By Jeannette Neumann 

MADRID--Spain's modest economic recovery hasn't reversed a slump in the bread-and-butter business of its banks: loans.

Each of Spain's five big banks has seen total loan volumes fall over the past 12 months through September. At the Spanish unit of Banco Santander SA, the country's largest bank by market value, the total dropped 5.1% during that period.

Banks across Europe are struggling to expand lending despite efforts by authorities to cut the cost of borrowing and stoke demand for loans in a region that hasn't moved full-throttle beyond recent recessions. Investors, analysts and policy makers are monitoring lending in Spain and across the eurozone for signs of a healing economy.

Executives at Santander and other Spanish banks said they don't expect total loan volumes to increase before late next year.

One hurdle to loan growth is unemployment and its effect on mortgages, which make up a substantial portion of many banks' loans. Mortgages account for 31% of Santander's loans and 43% at Caixabank SA, the third-largest lender by market value.

The country's banks issued 19,323 home mortgages in September, the peak month this year, a far cry from the record 129,128 in September 2005, at the height of the building boom.

Then the boom went bust, as property developers began to default on loans, pushing some regional savings banks toward collapse. Spain borrowed about EUR41 billion ($50.8 billion) in European Union funds in 2012 to bail out those troubled lenders.

Spain's unemployment rate has declined only modestly from its 26% level in mid-2013, when the economy emerged from its second recession in five years. Even with the economy expected to expand 1.2% this year and 1.7% next year, according to the European Commission, the unemployment rate is projected to be about 22% in 2016.

Some banks are shifting their focus to business loans, cutting interest rates and attempting to attract new borrowers.

The volume of loans issued for less than EUR1 million, a proxy for borrowing by small and medium-size businesses, increased 8.2% in the first 10 months of this year compared with a year earlier, according to Spain's central bank.

The competition to tap small and medium-size businesses, though, makes it harder to turn a profit. Santander Chief Financial Officer José Antonio Álvarez, speaking during the bank's third-quarter-results presentation in November, said the bank was under some pressure to lower borrowing rates for business loans.

César Pontvianne, head of Plásticos Dúrex, a Salamanca-based company that produces plastic car parts, said interest rates for a roughly EUR500,000, two-year loan have dropped to about 3% compared with about 5% a year ago.

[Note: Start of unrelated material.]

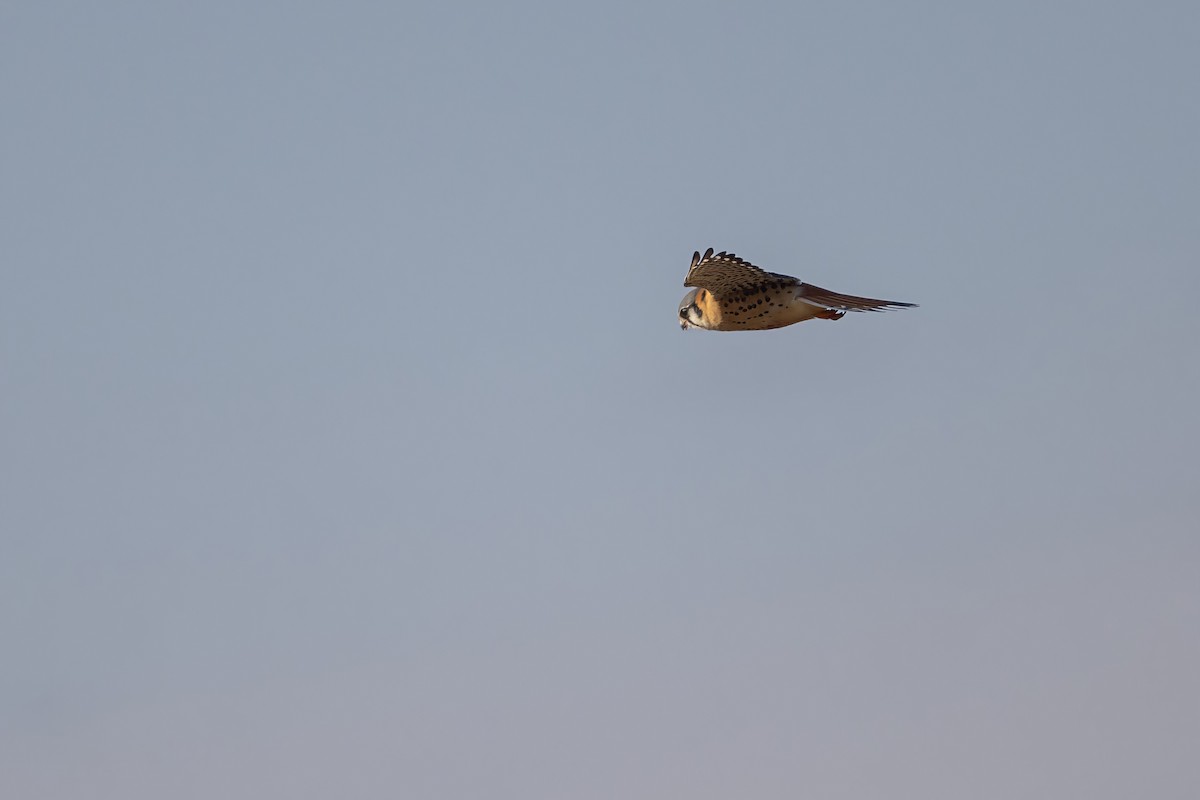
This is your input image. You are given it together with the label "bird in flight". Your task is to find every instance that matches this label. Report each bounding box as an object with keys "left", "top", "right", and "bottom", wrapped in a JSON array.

"I'd never even heard from these banks before," Mr. Pontvianne said, "and then, all of the sudden, they were on our doorstep."

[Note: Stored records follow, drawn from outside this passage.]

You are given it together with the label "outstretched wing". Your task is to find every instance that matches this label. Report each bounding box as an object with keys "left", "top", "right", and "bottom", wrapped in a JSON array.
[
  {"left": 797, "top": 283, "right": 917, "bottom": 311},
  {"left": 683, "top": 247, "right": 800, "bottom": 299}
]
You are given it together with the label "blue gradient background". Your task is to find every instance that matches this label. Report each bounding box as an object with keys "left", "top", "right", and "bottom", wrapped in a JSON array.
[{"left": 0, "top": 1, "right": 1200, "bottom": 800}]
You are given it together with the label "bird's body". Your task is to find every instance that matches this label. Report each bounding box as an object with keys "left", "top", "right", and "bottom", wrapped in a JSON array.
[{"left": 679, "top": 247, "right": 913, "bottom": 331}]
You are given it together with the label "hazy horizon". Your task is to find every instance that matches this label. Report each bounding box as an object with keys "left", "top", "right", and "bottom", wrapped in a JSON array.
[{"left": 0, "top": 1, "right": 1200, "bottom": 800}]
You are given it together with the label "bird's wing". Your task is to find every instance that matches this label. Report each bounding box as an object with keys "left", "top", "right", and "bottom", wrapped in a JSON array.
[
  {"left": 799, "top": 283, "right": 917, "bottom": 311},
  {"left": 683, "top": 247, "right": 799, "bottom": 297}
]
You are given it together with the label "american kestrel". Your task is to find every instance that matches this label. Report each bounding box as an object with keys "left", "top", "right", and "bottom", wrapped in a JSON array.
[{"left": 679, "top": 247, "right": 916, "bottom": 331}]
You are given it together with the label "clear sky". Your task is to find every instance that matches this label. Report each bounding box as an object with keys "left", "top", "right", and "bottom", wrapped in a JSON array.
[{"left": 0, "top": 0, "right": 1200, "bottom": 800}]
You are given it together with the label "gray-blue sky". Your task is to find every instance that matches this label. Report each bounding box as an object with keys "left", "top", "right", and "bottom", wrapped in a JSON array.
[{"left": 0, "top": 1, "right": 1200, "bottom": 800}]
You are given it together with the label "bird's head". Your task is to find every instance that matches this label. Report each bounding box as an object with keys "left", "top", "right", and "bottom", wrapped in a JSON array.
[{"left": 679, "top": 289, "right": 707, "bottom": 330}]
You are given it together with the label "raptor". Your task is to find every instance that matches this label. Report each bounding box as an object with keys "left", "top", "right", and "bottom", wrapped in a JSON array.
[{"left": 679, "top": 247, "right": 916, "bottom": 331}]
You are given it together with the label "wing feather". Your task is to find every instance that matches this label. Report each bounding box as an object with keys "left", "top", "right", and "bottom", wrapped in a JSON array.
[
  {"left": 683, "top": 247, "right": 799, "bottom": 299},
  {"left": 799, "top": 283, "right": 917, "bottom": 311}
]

Spanish banks "have lost a lot of clients. And a lot of mortgage volume, " said Contenur SL Chief Executive Officer Iñigo Querejeta. The company is based on the outskirts of Madrid and exports garbage containers to 20 countries. Banks "are willing to lend money in conditions we haven't seen for the last six or seven years."

At the same time, bank lending to bigger businesses is in decline. The volume of loans over EUR1 million fell 21% in the first 10 months of this year compared with the year-ago period. That is partly because Spanish businesses have been able to issue bonds, instead of relying on bank loans as they did during the depths of the country's downturn, said Francisco Riquel, an analyst with Madrid-based financial-services firm N+1 Group. That shows investors have some confidence in Spain's recovery, but it means banks are deprived of a source of profits, he said.

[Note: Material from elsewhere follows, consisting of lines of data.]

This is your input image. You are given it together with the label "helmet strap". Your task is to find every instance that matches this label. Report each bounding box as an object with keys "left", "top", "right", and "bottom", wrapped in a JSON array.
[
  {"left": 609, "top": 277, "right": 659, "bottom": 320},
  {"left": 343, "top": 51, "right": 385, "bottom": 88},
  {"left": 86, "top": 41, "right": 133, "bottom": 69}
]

Even as the volume of new loans picks up in some areas, that isn't enough to offset the pace at which borrowers pay down existing debts. Santander's Spanish unit reported a 73% jump in new mortgage issuance and a 34% rise in business loans in the first nine months of 2014 compared with a year ago, even as overall loans decreased.

"We still have a level of debt that's too high, especially among businesses," said Jordi Fabregat, a finance professor at Esade business school in Barcelona.

Big Spanish banks reported solid net profits in the third quarter, but that was thanks in large part to gains in bond trading, a volatile source of income.

Lenders will have to compensate for lower loan volumes by continuing to close offices, cut staff and pay less to depositors, Mr. Fabregat said.

Some analysts and investors said the pressure to increase lending could have a negative effect on credit quality.

"Experience shows that when there's tough competition for assets, to give credit in this case, and quickly, banks tend to relax their risk analysis," said Juan José Toribio, an economics professor at IESE business school in Madrid and a former head of financial policy in Spain's Finance Ministry.

"Having liquidity doesn't mean I'm going to give a bad loan," Caixabank CEO Gonzalo Gortázar said during a third-quarter earnings presentation. "If they don't pay back the loan, I've done a bad deal."

Banks trying to boost loan volumes are likely to start targeting smaller companies, analysts and economists said. Nearly 90% of businesses in Spain have fewer than nine employees, according to the Organization for Economic Cooperation and Development.

An increase in loans to these companies could help sustain Spain's recovery, Mr. Toribio said.

But as a whole they are considered riskier clients, in part because they have less financial cushion against potential losses.